To investigate the assumption, whether resveratrol inhibit atherosclerotic development in hypercholesterolemic rabbits, Wilson et al. [144] supplemented rabbits with or without oral resveratrol (1mg/kg), and found that resveratrol treatment did not adversely affect rabbits health other than promoting atherosclerosis. Plasma LDL electrophoretic mobility was not different between groups. Atherosclerotic lesions staining in control and resveratrol-treated groups revealed that resveratrol-treated rabbits had significantly more aortic surface area covered by atherosclerotic lesions. Therefore, resveratrol promoted atherosclerotic development, rather than protect against it, by an independent mechanism of differences observed in gross animal health, liver function, plasma cholesterol concentrations, or LDL oxidative status [144]. Ferry-Dumazet et al. [145] aiming to analyze resveratrol nephrotoxicity effects, given orally 3000 mg/kg b.w. to rats for 28 days. It resulted in nephrotoxicity documented as elevated serum blood urea nitrogen and creatinine levels, increased kidney weights, gross renal pathology changes, and an increased incidence and severity of histopathological changes in kidneys. Kidneys microscopic evaluation identified lesions whose pathogenesis could be increased by resveratrol concentration (or its metabolite) as a function of renal osmotic concentration gradients, resulting in toxic levels in renal pelvis. This would result in necrosis, renal tubules obstruction and thus tubules dilation behind obstructed region. Indeed, inflammation and pelvic epithelium hyperplasia are expected responses to the presence of necrotic tissues. Therefore, administration of 1000 or 300 mg resveratrol/kg b.w./day did not result in nephrotoxic findings. The predominant clinical signs of toxicity at 3000 mg/kg b.w./day dose group were dehydration, piloerection, and red material in cage/urine, body weight gain reduction, hyperalbuminemia, anemia (due to renal injury, which reduced erythropoietin synthesis), white blood cell counts increase due to renal pelvic inflammation. Moreover, increased ALT, ALKP and total bilirubin levels suggest liver toxicity, but this was not histologically supported.

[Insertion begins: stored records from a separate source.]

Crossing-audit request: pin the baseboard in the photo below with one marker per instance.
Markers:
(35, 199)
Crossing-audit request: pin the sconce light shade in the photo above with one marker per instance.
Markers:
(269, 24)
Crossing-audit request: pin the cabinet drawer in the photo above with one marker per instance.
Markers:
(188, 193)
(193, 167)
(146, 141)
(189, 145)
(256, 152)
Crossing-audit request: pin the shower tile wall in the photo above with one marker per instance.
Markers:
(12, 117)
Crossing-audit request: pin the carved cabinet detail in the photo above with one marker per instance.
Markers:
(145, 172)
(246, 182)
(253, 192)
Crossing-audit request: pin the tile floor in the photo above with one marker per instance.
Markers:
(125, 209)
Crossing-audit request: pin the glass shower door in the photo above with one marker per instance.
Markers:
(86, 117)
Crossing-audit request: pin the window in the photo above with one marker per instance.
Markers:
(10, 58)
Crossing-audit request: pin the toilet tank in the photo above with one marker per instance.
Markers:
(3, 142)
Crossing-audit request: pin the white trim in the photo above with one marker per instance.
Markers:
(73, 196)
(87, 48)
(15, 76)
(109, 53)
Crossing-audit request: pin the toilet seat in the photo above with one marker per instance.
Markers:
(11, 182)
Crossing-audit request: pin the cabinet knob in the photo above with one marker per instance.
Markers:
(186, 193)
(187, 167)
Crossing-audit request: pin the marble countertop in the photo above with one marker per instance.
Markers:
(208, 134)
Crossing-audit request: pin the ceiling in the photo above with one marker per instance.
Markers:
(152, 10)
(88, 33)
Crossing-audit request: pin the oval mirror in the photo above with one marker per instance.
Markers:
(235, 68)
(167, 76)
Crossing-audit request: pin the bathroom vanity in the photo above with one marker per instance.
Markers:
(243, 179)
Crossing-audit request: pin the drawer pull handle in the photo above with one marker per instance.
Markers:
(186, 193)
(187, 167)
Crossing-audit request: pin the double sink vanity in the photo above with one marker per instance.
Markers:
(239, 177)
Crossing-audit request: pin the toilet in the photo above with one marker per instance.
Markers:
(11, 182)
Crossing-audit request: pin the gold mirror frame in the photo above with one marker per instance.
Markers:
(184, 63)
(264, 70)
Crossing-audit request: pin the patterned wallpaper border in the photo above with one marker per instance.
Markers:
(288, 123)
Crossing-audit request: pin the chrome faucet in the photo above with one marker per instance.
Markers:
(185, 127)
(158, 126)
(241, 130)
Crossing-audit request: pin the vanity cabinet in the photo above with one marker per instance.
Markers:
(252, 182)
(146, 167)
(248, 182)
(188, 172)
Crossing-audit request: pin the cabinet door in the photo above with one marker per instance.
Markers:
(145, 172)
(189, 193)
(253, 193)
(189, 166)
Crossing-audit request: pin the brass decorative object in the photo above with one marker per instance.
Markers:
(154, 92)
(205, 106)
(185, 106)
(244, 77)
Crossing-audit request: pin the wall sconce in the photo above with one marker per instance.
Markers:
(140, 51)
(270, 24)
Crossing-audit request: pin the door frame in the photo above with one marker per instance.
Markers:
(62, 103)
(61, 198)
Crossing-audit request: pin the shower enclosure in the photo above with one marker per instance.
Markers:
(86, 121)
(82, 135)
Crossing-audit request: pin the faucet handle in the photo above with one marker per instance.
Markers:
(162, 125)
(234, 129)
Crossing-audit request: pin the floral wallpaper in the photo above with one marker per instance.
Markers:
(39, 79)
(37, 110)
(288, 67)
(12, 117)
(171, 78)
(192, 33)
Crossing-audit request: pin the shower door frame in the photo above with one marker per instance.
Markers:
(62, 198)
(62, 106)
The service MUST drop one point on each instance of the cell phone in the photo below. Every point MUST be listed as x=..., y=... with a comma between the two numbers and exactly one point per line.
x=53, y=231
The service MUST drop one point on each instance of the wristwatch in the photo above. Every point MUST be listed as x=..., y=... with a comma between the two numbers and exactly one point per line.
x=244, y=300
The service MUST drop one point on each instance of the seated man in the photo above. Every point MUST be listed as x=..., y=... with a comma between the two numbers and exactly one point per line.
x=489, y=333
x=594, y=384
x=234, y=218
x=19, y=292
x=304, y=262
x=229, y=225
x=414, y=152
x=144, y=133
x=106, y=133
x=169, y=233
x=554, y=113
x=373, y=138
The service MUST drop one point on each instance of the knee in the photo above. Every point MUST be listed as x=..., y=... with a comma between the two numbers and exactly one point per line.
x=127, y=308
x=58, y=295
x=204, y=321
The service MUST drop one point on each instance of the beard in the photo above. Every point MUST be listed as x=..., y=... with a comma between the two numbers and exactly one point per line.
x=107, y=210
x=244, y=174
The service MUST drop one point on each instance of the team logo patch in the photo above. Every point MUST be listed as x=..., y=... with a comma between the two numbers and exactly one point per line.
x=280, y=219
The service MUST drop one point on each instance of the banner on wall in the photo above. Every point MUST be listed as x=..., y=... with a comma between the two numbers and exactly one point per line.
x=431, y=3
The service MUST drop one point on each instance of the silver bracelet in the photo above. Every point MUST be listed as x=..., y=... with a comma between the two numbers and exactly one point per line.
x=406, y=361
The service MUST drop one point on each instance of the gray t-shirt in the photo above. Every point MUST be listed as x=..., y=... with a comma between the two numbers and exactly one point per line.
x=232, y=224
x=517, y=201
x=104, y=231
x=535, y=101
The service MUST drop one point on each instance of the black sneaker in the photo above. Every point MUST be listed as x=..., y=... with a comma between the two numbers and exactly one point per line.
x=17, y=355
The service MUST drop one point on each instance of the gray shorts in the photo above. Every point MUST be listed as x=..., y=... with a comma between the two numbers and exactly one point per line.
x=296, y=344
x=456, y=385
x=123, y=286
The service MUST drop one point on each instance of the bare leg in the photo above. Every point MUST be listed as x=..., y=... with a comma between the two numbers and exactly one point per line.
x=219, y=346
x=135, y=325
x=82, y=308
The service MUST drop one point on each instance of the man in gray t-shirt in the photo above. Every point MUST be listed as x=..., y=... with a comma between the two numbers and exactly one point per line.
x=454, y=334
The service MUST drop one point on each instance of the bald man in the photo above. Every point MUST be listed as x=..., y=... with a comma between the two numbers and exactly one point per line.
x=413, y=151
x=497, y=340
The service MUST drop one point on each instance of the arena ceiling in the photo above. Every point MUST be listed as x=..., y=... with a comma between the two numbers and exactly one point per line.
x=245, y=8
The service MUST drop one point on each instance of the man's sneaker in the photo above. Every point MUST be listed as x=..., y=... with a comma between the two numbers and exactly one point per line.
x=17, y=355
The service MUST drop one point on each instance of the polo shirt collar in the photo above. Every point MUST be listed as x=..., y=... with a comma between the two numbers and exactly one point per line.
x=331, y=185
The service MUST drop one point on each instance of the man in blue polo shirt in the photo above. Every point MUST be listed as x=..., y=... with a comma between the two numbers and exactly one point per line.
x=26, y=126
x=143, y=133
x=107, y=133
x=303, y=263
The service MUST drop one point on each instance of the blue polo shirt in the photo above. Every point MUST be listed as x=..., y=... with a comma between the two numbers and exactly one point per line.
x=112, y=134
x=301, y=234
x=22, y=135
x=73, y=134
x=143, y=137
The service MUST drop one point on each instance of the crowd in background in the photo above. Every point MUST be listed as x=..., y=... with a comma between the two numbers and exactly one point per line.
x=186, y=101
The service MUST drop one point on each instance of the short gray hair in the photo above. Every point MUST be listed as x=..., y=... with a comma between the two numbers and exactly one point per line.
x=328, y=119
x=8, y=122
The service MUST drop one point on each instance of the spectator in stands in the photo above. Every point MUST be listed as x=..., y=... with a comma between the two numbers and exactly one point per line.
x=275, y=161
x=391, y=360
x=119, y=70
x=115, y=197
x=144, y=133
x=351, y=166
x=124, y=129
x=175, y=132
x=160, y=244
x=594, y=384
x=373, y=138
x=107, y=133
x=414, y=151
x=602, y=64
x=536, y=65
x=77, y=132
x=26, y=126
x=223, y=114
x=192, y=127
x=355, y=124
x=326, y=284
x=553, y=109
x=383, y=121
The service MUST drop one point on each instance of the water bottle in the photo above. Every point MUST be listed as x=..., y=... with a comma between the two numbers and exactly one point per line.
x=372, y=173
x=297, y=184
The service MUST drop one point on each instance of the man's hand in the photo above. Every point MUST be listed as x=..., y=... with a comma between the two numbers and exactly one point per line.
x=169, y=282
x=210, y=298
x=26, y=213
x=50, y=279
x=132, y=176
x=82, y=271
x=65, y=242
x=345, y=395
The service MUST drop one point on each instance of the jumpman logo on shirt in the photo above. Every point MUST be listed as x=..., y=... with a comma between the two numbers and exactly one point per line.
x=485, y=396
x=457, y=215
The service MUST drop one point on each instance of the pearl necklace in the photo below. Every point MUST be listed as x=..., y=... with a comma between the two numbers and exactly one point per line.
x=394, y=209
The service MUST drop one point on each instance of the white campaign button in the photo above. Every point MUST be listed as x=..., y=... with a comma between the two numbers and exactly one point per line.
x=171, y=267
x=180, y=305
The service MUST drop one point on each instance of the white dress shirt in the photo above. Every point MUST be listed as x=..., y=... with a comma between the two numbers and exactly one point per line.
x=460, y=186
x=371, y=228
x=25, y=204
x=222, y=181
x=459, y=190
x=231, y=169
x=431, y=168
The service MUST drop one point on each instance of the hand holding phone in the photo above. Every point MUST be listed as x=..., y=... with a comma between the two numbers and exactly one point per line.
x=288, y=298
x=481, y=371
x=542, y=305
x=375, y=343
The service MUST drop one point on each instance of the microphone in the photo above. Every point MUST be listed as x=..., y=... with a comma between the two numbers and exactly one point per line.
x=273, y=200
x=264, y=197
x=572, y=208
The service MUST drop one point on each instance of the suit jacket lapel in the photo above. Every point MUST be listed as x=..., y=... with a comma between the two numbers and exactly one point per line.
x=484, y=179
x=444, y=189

Similarly, organs evidencing weight change did not evidenced histological changes [146].
Resveratrol has been reported to both reduce cell growth and induce apoptosis in normal cells, when administered at high doses, which confirm its biphasic effects over low to high concentrations spectrum [145]. Resveratrol rapidly activate mitogen-activated protein kinase (MAPK) in a MEK-1, Src, matrix metalloproteinase, and epidermal growth factor receptor in a dependent manner. It activates MAPK and endothelial nitric-oxide synthase (eNOS) at nanomolar concentrations (i.e., magnitude less than that required for ER genomic activity) and at concentrations possibly/transiently achieved in serum following oral red wine consumption [147]. Additionally, resveratrol consumption at modest doses result in a life span increase in 1-year old mice. However, when mice consumed larger resveratrol doses (1800 mg/kg), animals were shown to die within 3–4 months [148]. Studies on steady-state pharmacokinetics and tolerability of 2000 mg trans-resveratrol, administered twice daily with food, quercetin and alcohol (ethanol) showed that trans-resveratrol was well-tolerated by healthy subjects, although diarrhea was frequently observed [149].